Tuesday, August 03, 2010

WikiLeaks vs Project Vigilant - the end of privacy

WikiLeaks' mandate is to make public those documents purposely hidden by information gatekeepers. Their goal is justice through transparency and, as Julian Assange recently put it : "I enjoy crushing the bastards".
At the other end of the scale you have snitch hackers like Project Vigilant - logo on left. According to Andy Greenburg at Forbes, the 600 member organization "monitors the traffic of 12 regional Internet service providers and hands much of that information to federal agencies." Its roster includes members from NSA and DARPA.
Project Vigilant Director Chet Uber announced Sunday that he was the guy who convinced one of PV's researchers, the hacker Adrian Lamo, to inform the federal government about Bradley Manning's alleged part in leaking to WikiLeaks the U.S. Apache helicopter footage of the killing of civilians and two journalists in a Baghdad suburb -what we now know as the Collateral Murder video -after Manning spilled his guts to Lamo in an online chatroom.
"In June, Uber said he learned from Lamo's father that the young researcher had identified Manning as the video's source, and pressured him to meet with federal agencies to name Manning as Wikileaks' whistleblower."
It was Uber who then contacted the U.S. Department of Defense and the U.S. Air Force Office of Special Investigation on behalf of Lamo.
What an amazing coincidence, eh? - that 22 year old intelligence officer Bradley Manning should happen to spill his guts to a member of Project Vigilant in a chatroom .
But how can Project Vigilant(e) legally harvest info off the internet about the rest of us?
"...because the companies (the Internet Service Providers, or ISPs) included a provision allowing them to share users' Internet activities with third parties in their end user license agreements (EULAs), Vigilant was able to legally gather data from those Internet carriers and use it to craft reports for federal agencies.
A Vigilant press release says that the organization tracks more than 250 million IP addresses a day and can "develop portfolios on any name, screen name or IP address."

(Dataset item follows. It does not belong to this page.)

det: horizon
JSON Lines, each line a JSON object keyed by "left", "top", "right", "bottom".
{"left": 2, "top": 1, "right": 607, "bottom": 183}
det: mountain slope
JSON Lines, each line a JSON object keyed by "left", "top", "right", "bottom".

So although there are some safeguards on what info the US government can collect about you - remember the stink about TIA and TIPS? - a private sector organization like Project Vigilant can take over that job for the government.

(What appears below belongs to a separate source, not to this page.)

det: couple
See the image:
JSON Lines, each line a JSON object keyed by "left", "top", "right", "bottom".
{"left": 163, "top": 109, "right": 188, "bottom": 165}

In the comments below the Forbes article, Chet Uber takes issue with Greenberg over his use of the word "employee" to describe the Project Vigilante "volunteers", and says "BBHC Global (which certainly has an interesting website ) is an NGO classified as a "Not Just for Profit" entity".
Uber is also a founding member of InfraGard. According to its website, IfraGard :
"is a partnership between the FBI and the private sector. InfraGard is an association of businesses, academic institutions, state and local law enforcement agencies, and other participants dedicated to sharing information and intelligence to prevent hostile acts against the United States"

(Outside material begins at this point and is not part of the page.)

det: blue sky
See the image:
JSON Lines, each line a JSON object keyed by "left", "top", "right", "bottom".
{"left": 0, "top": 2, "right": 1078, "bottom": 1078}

What absolutely amazes me here is that a lot of people went absolutely ballistic when WikiLeaks revealed to them what their governments are up to, and yet it's apparently just fine with them when the info is going the other way and government surreptitiously outsources the collecting of private information about them to.
Their motto seems to be : Knowing about your government - bad; your government knowing about you - good.
This is surely the total acceptance of living in a surveillance society - when you are willing to defend not only that surveillance, but your own complete ignorance of what it consists of.
Meantime, best have another look at that end user licence agreement you signed with your ISP.
Monday night update: Greenwald : Project Vigilant and the government/corporate destruction of privacy
Thursday update : Greenwald retracts : Re-visiting Project Vigilant.
PV probably all bs, including influence on Lamo.
Update 2 : A commenter at Creekside : Jugiter Viglio? What, they couldn't summon sufficient eternal vigilance not to have a spelling mistake in their own logo?